You're pretty close. Your comparator will depend on what order you want your results in. Let's say you want the rows to be sorted in the natural order of the first element in each row. Then your code would look like:

你很接近。您的比较器将取决于您希望结果的顺序。假设您希望按每行中第一个元素的自然顺序对行进行排序。

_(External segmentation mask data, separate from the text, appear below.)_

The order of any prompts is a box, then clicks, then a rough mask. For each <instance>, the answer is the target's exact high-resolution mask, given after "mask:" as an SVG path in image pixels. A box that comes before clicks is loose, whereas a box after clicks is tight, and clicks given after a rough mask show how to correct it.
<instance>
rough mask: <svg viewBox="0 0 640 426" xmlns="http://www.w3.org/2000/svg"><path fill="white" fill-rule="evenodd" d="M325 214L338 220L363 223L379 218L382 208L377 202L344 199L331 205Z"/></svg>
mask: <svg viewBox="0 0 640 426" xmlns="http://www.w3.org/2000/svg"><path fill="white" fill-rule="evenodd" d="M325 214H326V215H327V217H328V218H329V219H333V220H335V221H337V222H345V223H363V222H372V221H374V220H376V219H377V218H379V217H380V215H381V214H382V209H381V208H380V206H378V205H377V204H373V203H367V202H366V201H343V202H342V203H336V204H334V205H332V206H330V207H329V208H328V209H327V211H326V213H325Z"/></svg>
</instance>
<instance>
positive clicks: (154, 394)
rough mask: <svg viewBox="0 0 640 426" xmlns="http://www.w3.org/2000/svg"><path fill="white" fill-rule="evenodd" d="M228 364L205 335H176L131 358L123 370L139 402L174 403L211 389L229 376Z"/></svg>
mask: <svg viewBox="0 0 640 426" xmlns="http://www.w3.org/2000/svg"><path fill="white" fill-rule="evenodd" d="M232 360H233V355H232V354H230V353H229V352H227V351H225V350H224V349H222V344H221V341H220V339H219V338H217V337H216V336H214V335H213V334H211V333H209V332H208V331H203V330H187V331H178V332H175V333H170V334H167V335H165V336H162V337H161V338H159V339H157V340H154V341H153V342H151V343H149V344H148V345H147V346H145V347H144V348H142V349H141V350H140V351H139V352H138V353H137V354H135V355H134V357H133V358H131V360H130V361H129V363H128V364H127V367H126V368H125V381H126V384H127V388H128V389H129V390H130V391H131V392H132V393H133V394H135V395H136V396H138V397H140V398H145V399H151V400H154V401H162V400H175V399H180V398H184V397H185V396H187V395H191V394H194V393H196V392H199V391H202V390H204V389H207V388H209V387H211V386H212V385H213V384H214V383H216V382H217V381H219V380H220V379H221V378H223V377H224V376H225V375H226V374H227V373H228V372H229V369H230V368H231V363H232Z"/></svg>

然后你的代码看起来像：

Arrays.sort(standingsB, new Comparator<Double[]>() {
    public int compare(Double[] s1, Double[] s2) {
        if (s1[0] > s2[0])
            return 1;    // tells Arrays.sort() that s1 comes after s2
        else if (s1[0] < s2[0])
            return -1;   // tells Arrays.sort() that s1 comes before s2
        else {
            /*
             * s1 and s2 are equal.  Arrays.sort() is stable,
             * so these two rows will appear in their original order.
             * You could take it a step further in this block by comparing
             * s1[1] and s2[1] in the same manner, but it depends on how
             * you want to sort in that situation.
             */
            return 0;
        }
    }
};

I think the answer provided by @Tap doesn't fulfill the askers question to 100%. As described, the array is sorted for its value at the first index only. The result of sorting {{2,0},{1,2},{1,1}}would be {{1,2},{1,1},{2,0}}not {{1,1},{1,2},{2,0}}, as expected. I've implemented a generic ArrayComparatorfor all types implementing the Comparableinterface and released it on my blog:

我认为@Tap 提供的答案并没有 100% 满足提问者的问题。如上所述，数组仅根据其在第一个索引处的值进行排序。排序的结果{{2,0},{1,2},{1,1}}将{{1,2},{1,1},{2,0}}不是{{1,1},{1,2},{2,0}}，正如预期的那样。我已经ArrayComparator为实现Comparable接口的所有类型实现了一个泛型，并在我的博客上发布了它：

public class ArrayComparator<T extends Comparable<T>> implements Comparator<T[]> {
    @Override public int compare(T[] arrayA, T[] arrayB) {
        if(arrayA==arrayB) return 0; int compare;
        for(int index=0;index<arrayA.length;index++)
            if(index<arrayB.length) {
                if((compare=arrayA[index].compareTo(arrayB[index]))!=0)
                    return compare;
            } else return 1; //first array is longer
        if(arrayA.length==arrayB.length)
             return 0; //arrays are equal
        else return -1; //first array is shorter 
    }
}

With this ArrayComparatoryou can sort multi-dimensional arrays:

有了这个，ArrayComparator您可以对多维数组进行排序：

String[][] sorted = new String[][]{{"A","B"},{"B","C"},{"A","C"}};
Arrays.sort(sorted, new ArrayComparator<>());

Listsof arrays:

Lists数组：

List<String[]> sorted = new ArrayList<>();
sorted.add(new String[]{"A","B"});
sorted.add(new String[]{"B","C"});
sorted.add(new String[]{"A","C"});
sorted.sort(new ArrayComparator<>());

And build up (Sorted)Mapseasily:

并(Sorted)Maps轻松构建：

Map<String[],Object> sorted = new TreeMap<>(new ArrayComparator<>());
sorted.put(new String[]{"A","B"}, new Object());
sorted.put(new String[]{"B","C"}, new Object());
sorted.put(new String[]{"A","C"}, new Object());

Just remember, the generic type must implement the Comparableinterface.

请记住，泛型类型必须实现Comparable接口。

Solution with lambda sorting array of int[][] contests example :

使用 int[][] 的 lambda 排序数组的解决方案竞赛示例：

Arrays.sort(contests, (a, b)->Integer.compare(b[0], a[0]));

Arrays.sort() expects a single dimensional array while in your case you are trying to pass a multidimensional array.

Arrays.sort() 需要一个一维数组，而在您的情况下，您试图传递一个多维数组。

eg Double[] d = {1.0,5.2,3.2};

例如 Double[] d = {1.0,5.2,3.2};

Then you use Arrays.sort(d) since the sort can work on the primitive types or the wrapper types.

然后你使用 Arrays.sort(d) 因为排序可以在基本类型或包装类型上工作。